Pruitt is in such deep s__t, and he is so thoroughly clueless as to how to extricate himself, that he has demanded that Trump fire Attorney General Jeff Sessions and put him in at Justice — as though the Republican Senate would even think about confirming him as the nation’s top lawyer.

 

All that is why associate solitary reporter Lewis Thompson III saw Pruitt today at 23rd Avenue and Dexter, in the heart of Park Hill, demanding to lead the Parade, which in past years has seen Colorado’s junior US Senator, the boyish Republican Cory Gardner, and then-Secretary of State Scott Gessler, also a Republican, marching in the parade, despite the fact that everyone watching the parade, all Dems, never vote for Republicans.

 

“Mr. Pruitt,” Thompson said, “What in God’s name do you think you are doing here?”

 

“Lewis,” Thompson responded, “in my all too brief tenure at the EPA, I haven’t done near enough to wreak havoc in Colorado, but I heard that Mayor Hancock had taken down the City Park Golf Course for no good reason, and what used to be a really good golf course is only a few blocks from here, so I thought I’d come out here and have a look.”

 

Two years ago, at 1:30 am, Denver’s City Council voted to close historic City Park Golf Course, remove over 200 trees, and put a detention pond in it, all with the declared purpose of preventing floods from the nearby South Platte River.

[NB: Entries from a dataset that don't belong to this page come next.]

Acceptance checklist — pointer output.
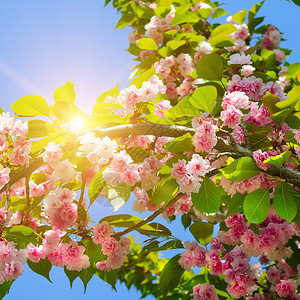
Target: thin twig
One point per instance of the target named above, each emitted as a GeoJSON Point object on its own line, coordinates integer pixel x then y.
{"type": "Point", "coordinates": [27, 198]}
{"type": "Point", "coordinates": [7, 207]}
{"type": "Point", "coordinates": [150, 218]}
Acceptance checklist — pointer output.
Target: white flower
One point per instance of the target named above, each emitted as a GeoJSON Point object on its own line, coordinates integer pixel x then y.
{"type": "Point", "coordinates": [240, 59]}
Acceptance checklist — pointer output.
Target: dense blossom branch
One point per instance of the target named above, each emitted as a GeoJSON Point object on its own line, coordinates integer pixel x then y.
{"type": "Point", "coordinates": [150, 218]}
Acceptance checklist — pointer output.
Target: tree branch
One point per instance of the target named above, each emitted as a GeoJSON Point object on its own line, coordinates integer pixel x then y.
{"type": "Point", "coordinates": [160, 130]}
{"type": "Point", "coordinates": [150, 218]}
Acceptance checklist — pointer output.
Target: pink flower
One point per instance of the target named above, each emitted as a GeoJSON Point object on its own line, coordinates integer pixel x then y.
{"type": "Point", "coordinates": [179, 169]}
{"type": "Point", "coordinates": [198, 166]}
{"type": "Point", "coordinates": [4, 176]}
{"type": "Point", "coordinates": [205, 137]}
{"type": "Point", "coordinates": [189, 184]}
{"type": "Point", "coordinates": [160, 107]}
{"type": "Point", "coordinates": [204, 292]}
{"type": "Point", "coordinates": [286, 288]}
{"type": "Point", "coordinates": [237, 99]}
{"type": "Point", "coordinates": [280, 55]}
{"type": "Point", "coordinates": [35, 253]}
{"type": "Point", "coordinates": [102, 232]}
{"type": "Point", "coordinates": [240, 59]}
{"type": "Point", "coordinates": [253, 87]}
{"type": "Point", "coordinates": [73, 257]}
{"type": "Point", "coordinates": [247, 70]}
{"type": "Point", "coordinates": [231, 117]}
{"type": "Point", "coordinates": [202, 49]}
{"type": "Point", "coordinates": [52, 154]}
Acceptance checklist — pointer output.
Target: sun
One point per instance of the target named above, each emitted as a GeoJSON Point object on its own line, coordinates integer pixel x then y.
{"type": "Point", "coordinates": [76, 125]}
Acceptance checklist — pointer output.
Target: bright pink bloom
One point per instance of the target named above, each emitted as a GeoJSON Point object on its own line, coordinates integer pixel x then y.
{"type": "Point", "coordinates": [205, 137]}
{"type": "Point", "coordinates": [231, 117]}
{"type": "Point", "coordinates": [286, 288]}
{"type": "Point", "coordinates": [102, 232]}
{"type": "Point", "coordinates": [204, 292]}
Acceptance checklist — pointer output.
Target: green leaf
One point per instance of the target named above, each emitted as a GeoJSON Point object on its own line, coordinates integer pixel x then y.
{"type": "Point", "coordinates": [240, 16]}
{"type": "Point", "coordinates": [118, 195]}
{"type": "Point", "coordinates": [256, 206]}
{"type": "Point", "coordinates": [124, 220]}
{"type": "Point", "coordinates": [72, 275]}
{"type": "Point", "coordinates": [86, 275]}
{"type": "Point", "coordinates": [294, 260]}
{"type": "Point", "coordinates": [291, 102]}
{"type": "Point", "coordinates": [67, 111]}
{"type": "Point", "coordinates": [138, 82]}
{"type": "Point", "coordinates": [112, 92]}
{"type": "Point", "coordinates": [147, 44]}
{"type": "Point", "coordinates": [180, 144]}
{"type": "Point", "coordinates": [125, 20]}
{"type": "Point", "coordinates": [163, 8]}
{"type": "Point", "coordinates": [210, 66]}
{"type": "Point", "coordinates": [280, 116]}
{"type": "Point", "coordinates": [182, 109]}
{"type": "Point", "coordinates": [221, 41]}
{"type": "Point", "coordinates": [164, 191]}
{"type": "Point", "coordinates": [269, 100]}
{"type": "Point", "coordinates": [187, 17]}
{"type": "Point", "coordinates": [138, 154]}
{"type": "Point", "coordinates": [96, 186]}
{"type": "Point", "coordinates": [170, 275]}
{"type": "Point", "coordinates": [204, 12]}
{"type": "Point", "coordinates": [94, 252]}
{"type": "Point", "coordinates": [223, 30]}
{"type": "Point", "coordinates": [204, 98]}
{"type": "Point", "coordinates": [284, 201]}
{"type": "Point", "coordinates": [254, 22]}
{"type": "Point", "coordinates": [293, 70]}
{"type": "Point", "coordinates": [31, 106]}
{"type": "Point", "coordinates": [170, 47]}
{"type": "Point", "coordinates": [157, 229]}
{"type": "Point", "coordinates": [39, 128]}
{"type": "Point", "coordinates": [155, 246]}
{"type": "Point", "coordinates": [254, 10]}
{"type": "Point", "coordinates": [219, 12]}
{"type": "Point", "coordinates": [241, 169]}
{"type": "Point", "coordinates": [5, 287]}
{"type": "Point", "coordinates": [65, 93]}
{"type": "Point", "coordinates": [235, 205]}
{"type": "Point", "coordinates": [278, 160]}
{"type": "Point", "coordinates": [202, 232]}
{"type": "Point", "coordinates": [43, 267]}
{"type": "Point", "coordinates": [208, 199]}
{"type": "Point", "coordinates": [19, 234]}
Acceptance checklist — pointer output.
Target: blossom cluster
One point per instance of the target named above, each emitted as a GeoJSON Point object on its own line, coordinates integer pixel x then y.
{"type": "Point", "coordinates": [188, 175]}
{"type": "Point", "coordinates": [269, 244]}
{"type": "Point", "coordinates": [115, 251]}
{"type": "Point", "coordinates": [59, 254]}
{"type": "Point", "coordinates": [11, 261]}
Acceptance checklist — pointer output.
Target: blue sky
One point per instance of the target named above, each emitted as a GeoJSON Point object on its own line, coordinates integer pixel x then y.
{"type": "Point", "coordinates": [46, 43]}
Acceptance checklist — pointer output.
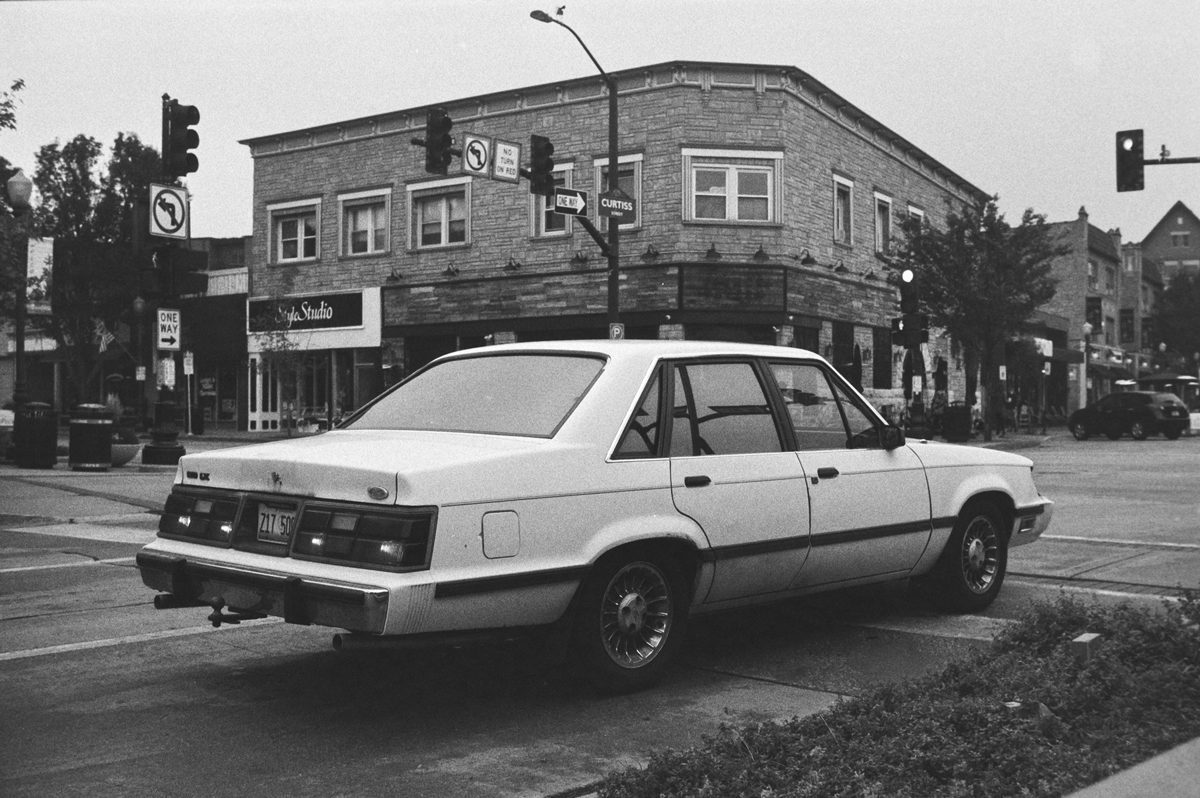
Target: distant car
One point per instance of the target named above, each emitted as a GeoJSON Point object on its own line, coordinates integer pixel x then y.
{"type": "Point", "coordinates": [1137, 413]}
{"type": "Point", "coordinates": [599, 491]}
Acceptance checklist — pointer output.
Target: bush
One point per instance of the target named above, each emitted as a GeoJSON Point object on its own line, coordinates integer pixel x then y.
{"type": "Point", "coordinates": [1021, 719]}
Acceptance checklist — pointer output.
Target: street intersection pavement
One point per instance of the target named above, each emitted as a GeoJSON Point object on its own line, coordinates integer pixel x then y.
{"type": "Point", "coordinates": [123, 504]}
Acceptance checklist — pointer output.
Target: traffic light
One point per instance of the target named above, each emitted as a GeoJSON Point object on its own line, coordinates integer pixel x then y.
{"type": "Point", "coordinates": [1131, 169]}
{"type": "Point", "coordinates": [438, 144]}
{"type": "Point", "coordinates": [910, 292]}
{"type": "Point", "coordinates": [178, 138]}
{"type": "Point", "coordinates": [541, 166]}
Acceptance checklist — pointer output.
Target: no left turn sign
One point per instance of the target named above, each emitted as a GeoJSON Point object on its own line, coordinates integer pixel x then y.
{"type": "Point", "coordinates": [168, 211]}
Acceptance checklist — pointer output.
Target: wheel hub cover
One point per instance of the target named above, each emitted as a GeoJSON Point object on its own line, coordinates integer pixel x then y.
{"type": "Point", "coordinates": [976, 555]}
{"type": "Point", "coordinates": [631, 613]}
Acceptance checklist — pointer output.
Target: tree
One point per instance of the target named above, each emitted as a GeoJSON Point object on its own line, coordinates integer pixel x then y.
{"type": "Point", "coordinates": [1177, 321]}
{"type": "Point", "coordinates": [96, 265]}
{"type": "Point", "coordinates": [981, 280]}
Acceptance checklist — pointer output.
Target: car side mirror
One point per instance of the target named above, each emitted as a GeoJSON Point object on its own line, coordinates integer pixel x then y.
{"type": "Point", "coordinates": [892, 437]}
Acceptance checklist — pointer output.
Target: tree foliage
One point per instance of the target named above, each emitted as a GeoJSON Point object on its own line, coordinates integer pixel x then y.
{"type": "Point", "coordinates": [90, 215]}
{"type": "Point", "coordinates": [1177, 319]}
{"type": "Point", "coordinates": [981, 280]}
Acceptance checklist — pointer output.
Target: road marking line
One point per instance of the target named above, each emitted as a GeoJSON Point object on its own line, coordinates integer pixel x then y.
{"type": "Point", "coordinates": [973, 628]}
{"type": "Point", "coordinates": [114, 561]}
{"type": "Point", "coordinates": [1119, 541]}
{"type": "Point", "coordinates": [123, 641]}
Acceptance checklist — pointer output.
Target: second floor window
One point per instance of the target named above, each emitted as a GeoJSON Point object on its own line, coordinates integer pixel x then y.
{"type": "Point", "coordinates": [294, 231]}
{"type": "Point", "coordinates": [731, 186]}
{"type": "Point", "coordinates": [882, 223]}
{"type": "Point", "coordinates": [843, 219]}
{"type": "Point", "coordinates": [365, 222]}
{"type": "Point", "coordinates": [441, 214]}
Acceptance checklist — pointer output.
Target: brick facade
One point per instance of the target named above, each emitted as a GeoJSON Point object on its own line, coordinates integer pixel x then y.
{"type": "Point", "coordinates": [678, 276]}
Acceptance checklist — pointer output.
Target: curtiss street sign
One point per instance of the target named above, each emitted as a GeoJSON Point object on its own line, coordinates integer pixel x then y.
{"type": "Point", "coordinates": [618, 205]}
{"type": "Point", "coordinates": [570, 202]}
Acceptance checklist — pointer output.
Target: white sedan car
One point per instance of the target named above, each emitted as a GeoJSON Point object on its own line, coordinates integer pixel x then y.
{"type": "Point", "coordinates": [600, 491]}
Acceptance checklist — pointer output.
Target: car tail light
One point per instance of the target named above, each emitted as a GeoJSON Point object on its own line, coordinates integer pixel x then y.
{"type": "Point", "coordinates": [198, 517]}
{"type": "Point", "coordinates": [364, 539]}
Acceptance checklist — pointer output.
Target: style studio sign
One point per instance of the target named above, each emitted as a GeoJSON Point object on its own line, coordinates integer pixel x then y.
{"type": "Point", "coordinates": [311, 312]}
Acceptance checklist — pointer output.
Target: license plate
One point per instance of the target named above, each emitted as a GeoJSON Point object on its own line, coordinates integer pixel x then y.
{"type": "Point", "coordinates": [275, 525]}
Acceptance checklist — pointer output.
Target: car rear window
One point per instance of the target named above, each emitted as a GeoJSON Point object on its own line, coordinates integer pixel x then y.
{"type": "Point", "coordinates": [511, 395]}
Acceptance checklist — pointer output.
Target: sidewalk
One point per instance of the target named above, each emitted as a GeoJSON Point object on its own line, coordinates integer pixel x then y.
{"type": "Point", "coordinates": [131, 496]}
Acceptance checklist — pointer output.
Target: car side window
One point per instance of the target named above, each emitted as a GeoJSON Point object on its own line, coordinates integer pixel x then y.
{"type": "Point", "coordinates": [641, 437]}
{"type": "Point", "coordinates": [720, 409]}
{"type": "Point", "coordinates": [822, 414]}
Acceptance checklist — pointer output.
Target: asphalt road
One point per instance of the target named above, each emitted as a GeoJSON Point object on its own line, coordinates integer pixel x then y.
{"type": "Point", "coordinates": [102, 695]}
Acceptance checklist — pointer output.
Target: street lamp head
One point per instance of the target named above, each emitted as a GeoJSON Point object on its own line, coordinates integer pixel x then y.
{"type": "Point", "coordinates": [21, 190]}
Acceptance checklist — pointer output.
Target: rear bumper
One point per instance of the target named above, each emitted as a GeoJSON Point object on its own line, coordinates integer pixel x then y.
{"type": "Point", "coordinates": [357, 607]}
{"type": "Point", "coordinates": [1030, 521]}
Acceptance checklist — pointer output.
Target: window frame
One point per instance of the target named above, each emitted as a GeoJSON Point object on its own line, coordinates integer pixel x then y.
{"type": "Point", "coordinates": [354, 201]}
{"type": "Point", "coordinates": [635, 191]}
{"type": "Point", "coordinates": [755, 161]}
{"type": "Point", "coordinates": [883, 232]}
{"type": "Point", "coordinates": [540, 208]}
{"type": "Point", "coordinates": [843, 228]}
{"type": "Point", "coordinates": [441, 190]}
{"type": "Point", "coordinates": [280, 213]}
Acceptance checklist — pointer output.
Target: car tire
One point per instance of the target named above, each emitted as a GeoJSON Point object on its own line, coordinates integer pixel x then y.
{"type": "Point", "coordinates": [971, 570]}
{"type": "Point", "coordinates": [630, 623]}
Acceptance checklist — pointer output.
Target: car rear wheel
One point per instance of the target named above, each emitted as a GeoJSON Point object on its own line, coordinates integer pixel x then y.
{"type": "Point", "coordinates": [631, 619]}
{"type": "Point", "coordinates": [975, 561]}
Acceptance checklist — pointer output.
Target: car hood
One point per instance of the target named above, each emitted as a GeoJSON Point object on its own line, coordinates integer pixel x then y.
{"type": "Point", "coordinates": [936, 455]}
{"type": "Point", "coordinates": [412, 467]}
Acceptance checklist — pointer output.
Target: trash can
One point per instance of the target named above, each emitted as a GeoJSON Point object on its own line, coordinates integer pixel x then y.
{"type": "Point", "coordinates": [957, 423]}
{"type": "Point", "coordinates": [91, 438]}
{"type": "Point", "coordinates": [35, 436]}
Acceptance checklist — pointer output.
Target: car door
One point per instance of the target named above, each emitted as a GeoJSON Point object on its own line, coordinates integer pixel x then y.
{"type": "Point", "coordinates": [869, 505]}
{"type": "Point", "coordinates": [732, 473]}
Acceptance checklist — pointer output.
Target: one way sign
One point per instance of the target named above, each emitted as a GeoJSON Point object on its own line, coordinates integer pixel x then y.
{"type": "Point", "coordinates": [168, 329]}
{"type": "Point", "coordinates": [570, 202]}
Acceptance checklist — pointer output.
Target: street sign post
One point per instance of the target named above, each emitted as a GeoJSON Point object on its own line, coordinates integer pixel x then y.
{"type": "Point", "coordinates": [570, 202]}
{"type": "Point", "coordinates": [168, 329]}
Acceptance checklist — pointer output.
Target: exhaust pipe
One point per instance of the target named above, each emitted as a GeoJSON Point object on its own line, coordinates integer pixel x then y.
{"type": "Point", "coordinates": [171, 601]}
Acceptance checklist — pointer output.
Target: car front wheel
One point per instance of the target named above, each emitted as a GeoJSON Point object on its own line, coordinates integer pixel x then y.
{"type": "Point", "coordinates": [631, 621]}
{"type": "Point", "coordinates": [976, 558]}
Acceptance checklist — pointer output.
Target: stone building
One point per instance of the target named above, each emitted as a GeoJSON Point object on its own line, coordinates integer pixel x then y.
{"type": "Point", "coordinates": [1175, 243]}
{"type": "Point", "coordinates": [766, 205]}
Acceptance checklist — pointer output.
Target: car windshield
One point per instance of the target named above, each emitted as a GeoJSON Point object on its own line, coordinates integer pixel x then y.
{"type": "Point", "coordinates": [507, 394]}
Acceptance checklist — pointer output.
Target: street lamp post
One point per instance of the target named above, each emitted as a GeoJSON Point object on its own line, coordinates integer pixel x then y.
{"type": "Point", "coordinates": [613, 180]}
{"type": "Point", "coordinates": [21, 189]}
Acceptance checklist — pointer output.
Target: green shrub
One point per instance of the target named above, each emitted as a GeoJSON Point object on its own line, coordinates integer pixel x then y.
{"type": "Point", "coordinates": [1021, 719]}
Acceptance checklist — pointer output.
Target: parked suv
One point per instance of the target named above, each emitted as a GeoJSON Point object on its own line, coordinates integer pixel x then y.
{"type": "Point", "coordinates": [1139, 413]}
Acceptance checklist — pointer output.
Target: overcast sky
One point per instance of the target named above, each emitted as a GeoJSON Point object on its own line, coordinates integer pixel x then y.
{"type": "Point", "coordinates": [1020, 97]}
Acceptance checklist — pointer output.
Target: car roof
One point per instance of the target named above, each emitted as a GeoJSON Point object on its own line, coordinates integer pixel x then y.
{"type": "Point", "coordinates": [643, 348]}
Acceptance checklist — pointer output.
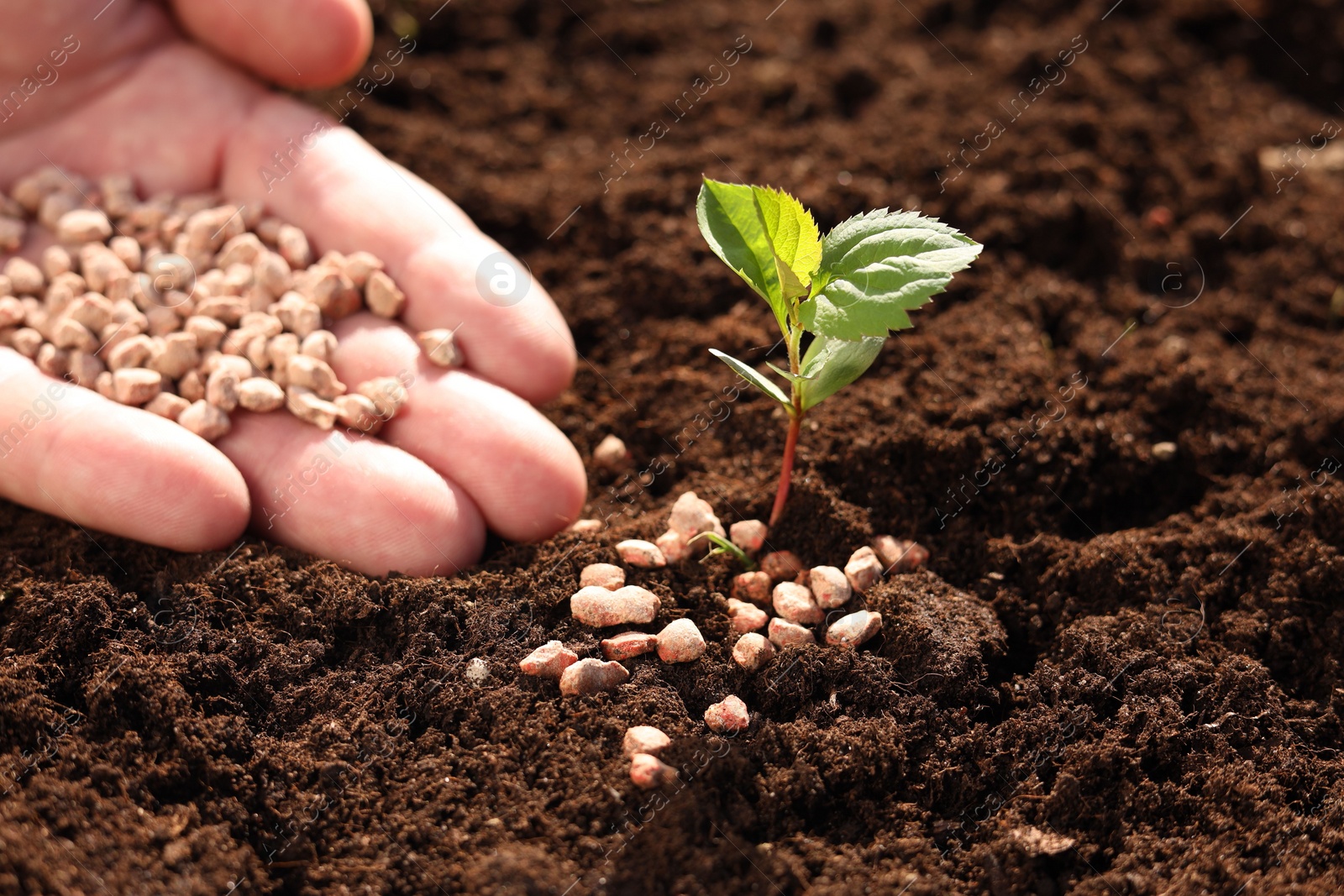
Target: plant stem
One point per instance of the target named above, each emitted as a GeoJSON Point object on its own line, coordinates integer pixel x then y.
{"type": "Point", "coordinates": [786, 470]}
{"type": "Point", "coordinates": [796, 412]}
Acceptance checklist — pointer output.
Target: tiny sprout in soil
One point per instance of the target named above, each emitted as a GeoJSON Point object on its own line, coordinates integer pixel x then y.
{"type": "Point", "coordinates": [847, 289]}
{"type": "Point", "coordinates": [723, 546]}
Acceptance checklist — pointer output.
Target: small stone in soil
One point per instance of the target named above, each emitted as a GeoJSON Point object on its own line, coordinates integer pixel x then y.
{"type": "Point", "coordinates": [611, 454]}
{"type": "Point", "coordinates": [644, 739]}
{"type": "Point", "coordinates": [598, 607]}
{"type": "Point", "coordinates": [727, 715]}
{"type": "Point", "coordinates": [748, 535]}
{"type": "Point", "coordinates": [788, 634]}
{"type": "Point", "coordinates": [644, 555]}
{"type": "Point", "coordinates": [781, 566]}
{"type": "Point", "coordinates": [674, 547]}
{"type": "Point", "coordinates": [628, 645]}
{"type": "Point", "coordinates": [604, 575]}
{"type": "Point", "coordinates": [591, 676]}
{"type": "Point", "coordinates": [746, 617]}
{"type": "Point", "coordinates": [864, 570]}
{"type": "Point", "coordinates": [691, 516]}
{"type": "Point", "coordinates": [477, 671]}
{"type": "Point", "coordinates": [752, 586]}
{"type": "Point", "coordinates": [440, 347]}
{"type": "Point", "coordinates": [853, 629]}
{"type": "Point", "coordinates": [680, 641]}
{"type": "Point", "coordinates": [795, 604]}
{"type": "Point", "coordinates": [753, 652]}
{"type": "Point", "coordinates": [830, 587]}
{"type": "Point", "coordinates": [1164, 450]}
{"type": "Point", "coordinates": [549, 661]}
{"type": "Point", "coordinates": [898, 555]}
{"type": "Point", "coordinates": [649, 772]}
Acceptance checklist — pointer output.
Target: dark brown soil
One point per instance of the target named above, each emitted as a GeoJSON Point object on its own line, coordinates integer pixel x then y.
{"type": "Point", "coordinates": [1120, 674]}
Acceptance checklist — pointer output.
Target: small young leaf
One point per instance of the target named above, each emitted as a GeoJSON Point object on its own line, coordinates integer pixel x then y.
{"type": "Point", "coordinates": [831, 364]}
{"type": "Point", "coordinates": [723, 546]}
{"type": "Point", "coordinates": [730, 221]}
{"type": "Point", "coordinates": [756, 379]}
{"type": "Point", "coordinates": [877, 266]}
{"type": "Point", "coordinates": [793, 234]}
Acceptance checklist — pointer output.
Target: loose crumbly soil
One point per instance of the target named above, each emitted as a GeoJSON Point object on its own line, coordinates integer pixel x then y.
{"type": "Point", "coordinates": [1119, 674]}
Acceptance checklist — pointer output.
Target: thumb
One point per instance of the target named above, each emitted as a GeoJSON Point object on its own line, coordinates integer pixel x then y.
{"type": "Point", "coordinates": [295, 43]}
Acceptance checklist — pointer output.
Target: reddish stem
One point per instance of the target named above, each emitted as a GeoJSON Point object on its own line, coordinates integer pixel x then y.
{"type": "Point", "coordinates": [786, 470]}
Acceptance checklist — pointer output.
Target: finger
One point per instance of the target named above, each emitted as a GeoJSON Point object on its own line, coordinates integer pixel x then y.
{"type": "Point", "coordinates": [71, 453]}
{"type": "Point", "coordinates": [349, 196]}
{"type": "Point", "coordinates": [360, 501]}
{"type": "Point", "coordinates": [519, 469]}
{"type": "Point", "coordinates": [297, 43]}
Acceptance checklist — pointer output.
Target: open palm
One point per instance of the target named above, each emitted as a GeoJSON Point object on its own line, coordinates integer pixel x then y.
{"type": "Point", "coordinates": [161, 94]}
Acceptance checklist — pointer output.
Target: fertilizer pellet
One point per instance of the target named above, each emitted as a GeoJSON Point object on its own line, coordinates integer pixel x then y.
{"type": "Point", "coordinates": [138, 298]}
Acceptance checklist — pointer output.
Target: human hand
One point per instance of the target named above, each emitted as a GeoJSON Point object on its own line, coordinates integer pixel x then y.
{"type": "Point", "coordinates": [468, 452]}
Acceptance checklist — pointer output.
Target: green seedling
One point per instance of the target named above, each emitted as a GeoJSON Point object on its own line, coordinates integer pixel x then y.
{"type": "Point", "coordinates": [847, 291]}
{"type": "Point", "coordinates": [723, 546]}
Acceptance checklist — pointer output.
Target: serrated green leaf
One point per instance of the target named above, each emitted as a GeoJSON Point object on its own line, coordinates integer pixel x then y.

All this was at the instance of Denver Mayor Michael B. Hancock, who defied strong neighborhood opposition.

 

The parade marshal, Doug Schuler, told Pruitt that for his own protection, he should immediately return to Washington and skip the parade, but Pruitt refused.

 

Denver’s Finest refused to provide Pruitt with a security detail, but Pruitt brought his own, at taxpayer expense.